Ingredients for 4 servings:
- 800 g zucchini
- 2 carrots
- n. B. garlic
- 2 spring onions
- 200 g feta cheese
- Parsley
- nutmeg
- salt and pepper
- 2 eggs
- 1 small onion(s)
- 1 chili pepper(s)
- e.g. spelt flour
- 300 g yogurt, Greek
- 3 tsp horseradish (cream)
- 1 garlic clove(s), pressed
- salt and pepper
- Chopped herbs, e.g. dill and chives
Instructions
Working time approx. 30 minutes; Total time approx. 30 minutes
Grate the zucchini and squeeze it firmly in a cloth. Leave it in the cloth for 10 minutes and then squeeze it again. Grate the carrots. Peel and finely chop the garlic and onion. Finely chop the spring onion and chili pepper.

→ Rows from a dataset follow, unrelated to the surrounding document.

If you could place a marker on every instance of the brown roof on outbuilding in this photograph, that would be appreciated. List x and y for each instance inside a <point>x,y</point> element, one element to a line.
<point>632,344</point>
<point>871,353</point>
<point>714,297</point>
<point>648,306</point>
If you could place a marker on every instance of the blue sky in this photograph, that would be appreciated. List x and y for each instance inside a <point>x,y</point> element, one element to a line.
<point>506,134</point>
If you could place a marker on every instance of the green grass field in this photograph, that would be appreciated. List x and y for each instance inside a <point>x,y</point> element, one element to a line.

Mix everything together, add the crumbled feta. Season and stir in a little flour. Whisk the eggs in a separate bowl and add them to the zucchini mixture. The mixture should look slightly lumpy and there shouldn’t be much liquid left so that the pancakes don’t fall apart when cooked. Simply fry a test pancake. If they fall apart when turned, stir in a little more flour (or finely rolled oats). Heat the oil in a pan and fry the pancakes on both sides. Mix together the ingredients for the dip and serve with the pancakes.